There is also the fact that boards seek out directors who have been a CEO or have had significant revenue-generating experience, whereas women at senior level in organisations tend to be in ‘support’ roles like HR and marketing.
It’s interesting to compare what happened in UK boardrooms in the past few years where a seismic change did occur, Taylor says. In 2010, the percentage of women on plc boards in Ireland was about 9 per cent, while on the UK FTSE 100 companies the percentage was 12.5 per cent. By 2016, the figure in the UK had increased to 26 per cent; in the same period in Ireland it increased only to 13 per cent.

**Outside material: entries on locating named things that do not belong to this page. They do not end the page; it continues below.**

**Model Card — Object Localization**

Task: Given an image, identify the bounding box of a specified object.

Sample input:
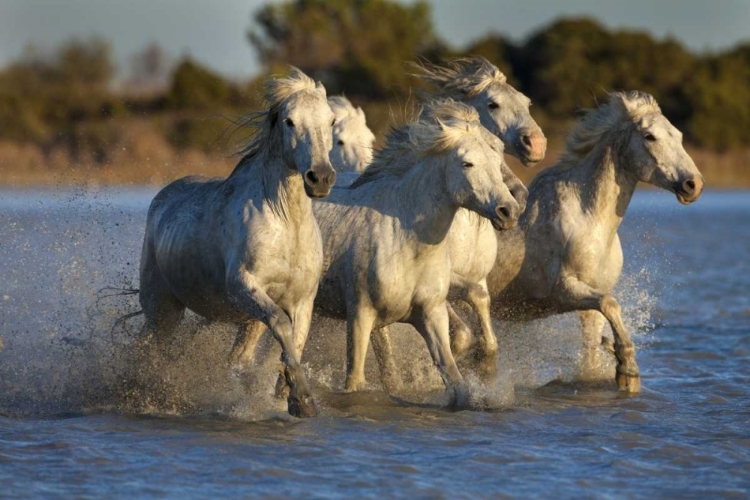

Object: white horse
[314,101,519,407]
[487,92,703,393]
[374,56,547,378]
[328,96,375,173]
[140,68,336,416]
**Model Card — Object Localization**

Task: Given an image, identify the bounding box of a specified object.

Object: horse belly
[156,230,237,320]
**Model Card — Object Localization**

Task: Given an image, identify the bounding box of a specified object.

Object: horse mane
[350,99,482,189]
[558,90,661,168]
[410,56,507,99]
[229,66,318,177]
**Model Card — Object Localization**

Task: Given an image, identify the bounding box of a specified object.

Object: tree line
[0,0,750,168]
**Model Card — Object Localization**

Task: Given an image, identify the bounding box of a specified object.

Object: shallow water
[0,190,750,498]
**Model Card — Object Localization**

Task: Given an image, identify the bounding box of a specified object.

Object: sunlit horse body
[487,92,703,393]
[373,57,547,378]
[314,101,519,406]
[328,96,375,173]
[140,68,336,416]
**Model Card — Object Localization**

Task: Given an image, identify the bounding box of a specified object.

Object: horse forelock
[328,95,365,124]
[351,100,482,189]
[230,66,325,176]
[412,56,507,99]
[559,91,661,167]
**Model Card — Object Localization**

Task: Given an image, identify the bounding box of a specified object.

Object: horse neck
[396,159,458,245]
[570,141,638,235]
[230,147,312,222]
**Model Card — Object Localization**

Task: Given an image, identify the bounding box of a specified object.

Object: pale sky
[0,0,750,77]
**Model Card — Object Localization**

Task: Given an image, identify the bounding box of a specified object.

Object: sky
[0,0,750,78]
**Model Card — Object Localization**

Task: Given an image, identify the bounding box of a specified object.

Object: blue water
[0,190,750,498]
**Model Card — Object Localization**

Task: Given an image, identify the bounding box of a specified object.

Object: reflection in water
[0,191,750,497]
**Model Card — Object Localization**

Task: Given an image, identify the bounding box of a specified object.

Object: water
[0,190,750,498]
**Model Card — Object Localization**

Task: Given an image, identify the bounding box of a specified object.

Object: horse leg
[275,290,317,398]
[370,326,403,394]
[468,280,497,377]
[227,271,317,417]
[346,307,382,392]
[229,320,266,371]
[560,278,641,393]
[414,303,469,408]
[445,302,474,359]
[578,310,609,380]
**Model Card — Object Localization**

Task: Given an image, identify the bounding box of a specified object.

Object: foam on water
[0,186,655,419]
[0,191,750,498]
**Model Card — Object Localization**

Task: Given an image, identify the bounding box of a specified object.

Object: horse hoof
[616,373,641,394]
[451,329,474,359]
[287,396,318,418]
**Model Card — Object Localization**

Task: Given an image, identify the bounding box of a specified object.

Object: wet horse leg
[467,280,497,377]
[229,320,266,370]
[346,307,375,392]
[275,295,315,398]
[578,310,609,380]
[370,326,403,394]
[446,302,474,359]
[227,271,317,417]
[414,303,469,409]
[558,278,641,393]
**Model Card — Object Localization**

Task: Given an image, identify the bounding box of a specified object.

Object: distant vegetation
[0,0,750,185]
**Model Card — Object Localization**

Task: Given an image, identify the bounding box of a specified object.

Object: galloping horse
[487,92,703,393]
[328,96,375,173]
[314,101,519,407]
[140,68,336,416]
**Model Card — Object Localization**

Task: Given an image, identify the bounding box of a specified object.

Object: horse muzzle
[516,129,547,167]
[304,165,336,198]
[490,203,520,231]
[672,175,704,205]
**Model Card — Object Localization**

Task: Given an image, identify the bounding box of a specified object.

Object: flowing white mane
[559,90,661,166]
[411,56,507,99]
[230,66,322,177]
[351,99,483,189]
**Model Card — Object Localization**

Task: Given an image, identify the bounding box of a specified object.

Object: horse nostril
[305,170,320,184]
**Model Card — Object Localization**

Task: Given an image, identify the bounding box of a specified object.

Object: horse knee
[601,294,622,318]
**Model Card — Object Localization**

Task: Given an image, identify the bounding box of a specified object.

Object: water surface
[0,190,750,498]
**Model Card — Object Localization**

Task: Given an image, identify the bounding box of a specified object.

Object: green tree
[248,0,443,98]
[168,58,233,110]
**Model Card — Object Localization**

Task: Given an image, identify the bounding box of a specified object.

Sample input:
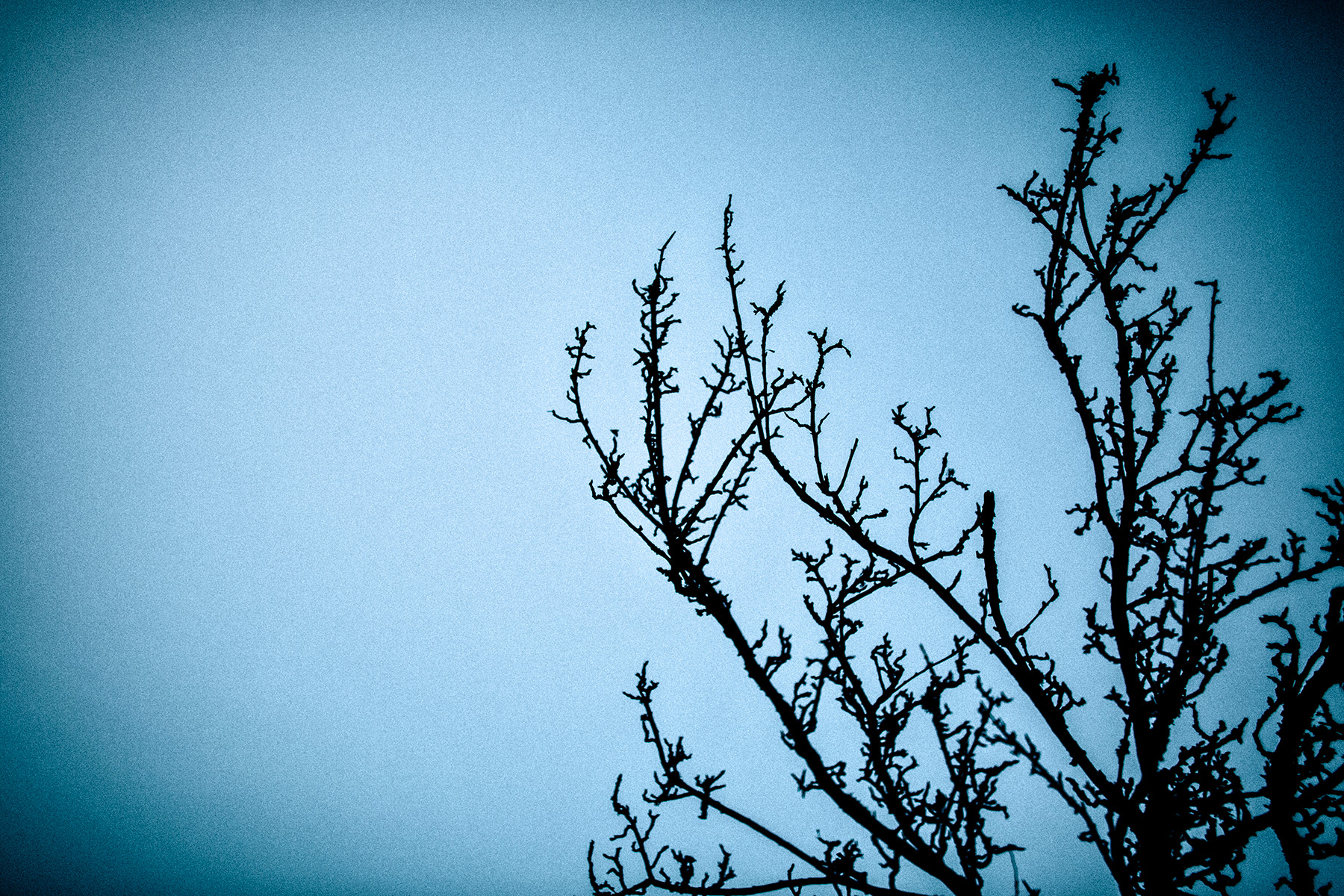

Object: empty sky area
[0,0,1344,896]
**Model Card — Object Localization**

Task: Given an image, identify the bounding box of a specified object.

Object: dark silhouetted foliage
[558,67,1344,896]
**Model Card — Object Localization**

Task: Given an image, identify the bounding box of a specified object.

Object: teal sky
[0,3,1344,896]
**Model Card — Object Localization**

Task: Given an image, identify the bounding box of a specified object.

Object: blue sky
[0,3,1344,895]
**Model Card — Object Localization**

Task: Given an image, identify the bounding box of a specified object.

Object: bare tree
[558,67,1344,896]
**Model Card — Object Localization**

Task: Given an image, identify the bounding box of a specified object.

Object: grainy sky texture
[0,1,1344,896]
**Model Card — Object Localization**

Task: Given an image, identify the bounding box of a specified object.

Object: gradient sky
[0,1,1344,896]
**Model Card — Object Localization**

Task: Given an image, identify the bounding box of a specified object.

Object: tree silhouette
[556,67,1344,896]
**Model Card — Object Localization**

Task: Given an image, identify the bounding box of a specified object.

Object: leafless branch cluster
[558,67,1344,896]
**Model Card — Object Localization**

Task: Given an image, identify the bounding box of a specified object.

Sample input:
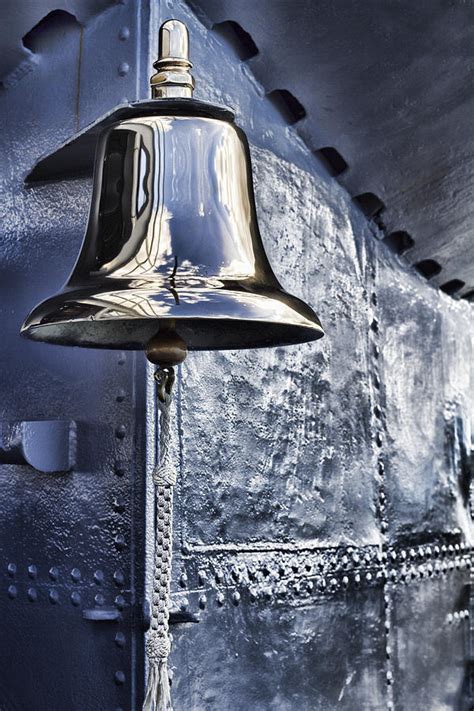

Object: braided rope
[143,370,176,711]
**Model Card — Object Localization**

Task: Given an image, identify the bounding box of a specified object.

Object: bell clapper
[145,328,188,402]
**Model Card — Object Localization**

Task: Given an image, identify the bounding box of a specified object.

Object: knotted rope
[143,368,176,711]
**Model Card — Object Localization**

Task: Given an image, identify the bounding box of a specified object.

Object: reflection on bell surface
[22,22,323,350]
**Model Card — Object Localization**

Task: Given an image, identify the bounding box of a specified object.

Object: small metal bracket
[82,607,122,622]
[0,420,77,473]
[142,600,201,632]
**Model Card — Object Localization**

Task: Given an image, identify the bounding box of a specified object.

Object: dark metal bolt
[113,570,125,588]
[114,671,125,686]
[71,592,81,607]
[114,632,126,648]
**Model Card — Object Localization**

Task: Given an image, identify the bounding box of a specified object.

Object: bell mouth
[21,288,324,351]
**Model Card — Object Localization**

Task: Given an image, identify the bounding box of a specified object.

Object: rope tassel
[143,367,176,711]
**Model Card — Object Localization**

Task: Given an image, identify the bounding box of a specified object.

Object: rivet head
[113,496,126,513]
[115,425,127,439]
[114,632,126,649]
[232,592,240,605]
[113,570,125,588]
[115,461,127,476]
[71,592,81,607]
[247,565,257,580]
[115,388,126,402]
[115,534,127,551]
[114,671,125,686]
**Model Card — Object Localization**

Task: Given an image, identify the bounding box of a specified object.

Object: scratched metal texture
[0,0,472,711]
[0,3,147,711]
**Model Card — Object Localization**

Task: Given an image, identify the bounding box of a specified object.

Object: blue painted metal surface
[0,3,147,711]
[0,0,472,711]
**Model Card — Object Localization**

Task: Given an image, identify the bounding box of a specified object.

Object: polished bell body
[22,20,323,350]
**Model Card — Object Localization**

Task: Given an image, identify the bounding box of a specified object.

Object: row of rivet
[178,543,471,589]
[7,563,125,588]
[7,585,127,610]
[114,354,130,692]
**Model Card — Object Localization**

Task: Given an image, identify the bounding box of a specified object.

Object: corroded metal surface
[0,2,472,711]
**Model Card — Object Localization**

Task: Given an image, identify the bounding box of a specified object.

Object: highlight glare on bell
[22,20,323,350]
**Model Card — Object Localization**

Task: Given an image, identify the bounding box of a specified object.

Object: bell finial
[150,20,194,99]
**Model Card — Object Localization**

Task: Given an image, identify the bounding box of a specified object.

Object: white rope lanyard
[143,368,176,711]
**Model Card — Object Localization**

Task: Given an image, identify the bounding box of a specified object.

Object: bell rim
[20,289,325,351]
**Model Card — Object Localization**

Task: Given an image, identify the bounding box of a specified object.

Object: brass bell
[22,20,323,354]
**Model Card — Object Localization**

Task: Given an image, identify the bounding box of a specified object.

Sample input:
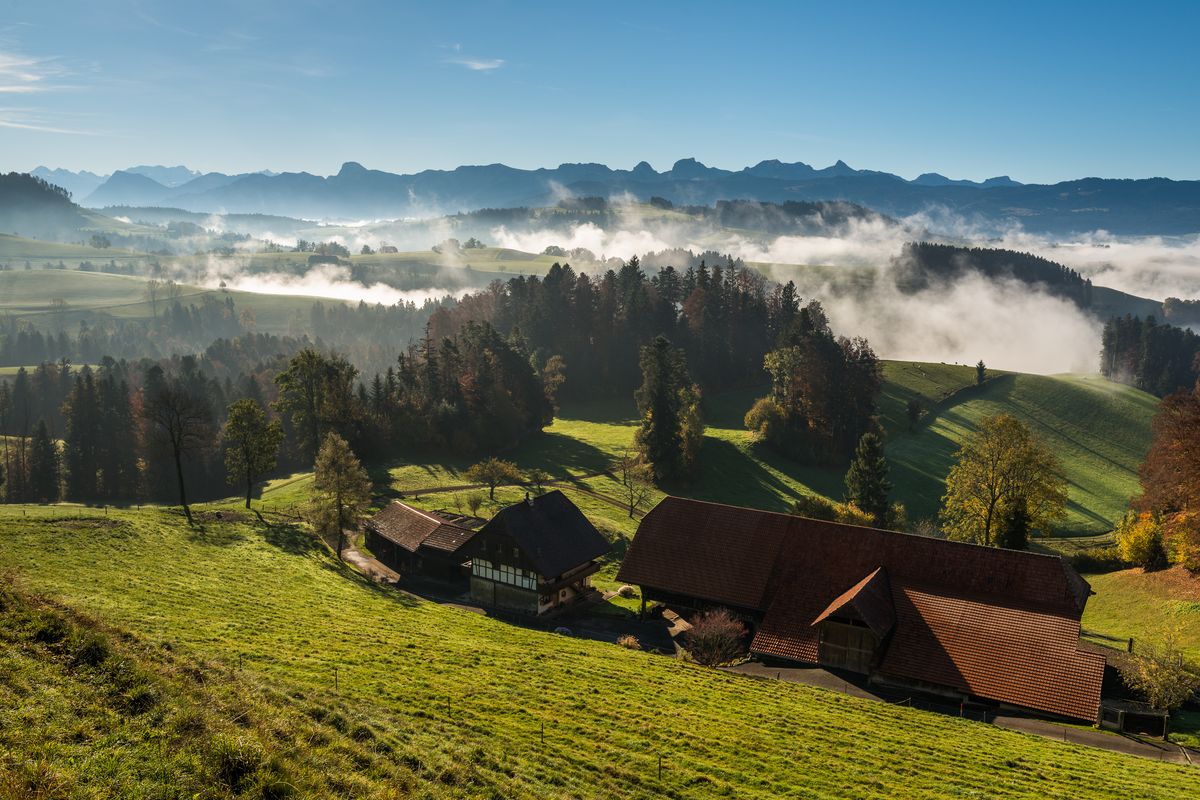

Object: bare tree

“The difference was the government-backed Lord Davies Women on Boards review which recommended targets, which if not achieved by 2015, would have led to more prescriptive measures being introduced.”
State boards show much better gender balance at 38 per cent but “when you dig a little deeper you find that the women tend to be concentrated on the non-commercial boards. On commercial State boards, only 27 per cent are women,” she says.
And if you think the attention currently being given to the benefits of diverse boards means new board appointments are heavily weighted in favour of female appointments, you are sorely mistaken. “In 2016, out of 35 new board appointments to listed companies on the main securities market, only six were female. This is barely above the replacement rate,” says Taylor.
Quotas may not be the solution but if the UK experience is anything to go by, the very real threat of their imposition may offer a way forward.
What the research says
Catalyst’s research series, The Bottom Line, found companies that had more women on boards had better financial results than their less well-endowed counterparts. Companies with the most women board directors had 16 per cent higher return on sales than those with the least, and 26 per cent higher return on invested capital.
MSCI, a US provider of investment decision tools, found companies with “strong female leadership”, primarily measured by women on boards, were correlated with higher return on equity than companies without (10.1 per cent vs 7.4 per cent), as well as a superior price-to-book ratio (1.76 vs 1.56). MSCI also found companies with fewer women on boards had more governance-related controversies than average.
A 2016 report from Credit Suisse showed companies with at least one woman on their board outperform other companies, with a compound annual growth rate 3.5 per cent better than companies with all-male boards.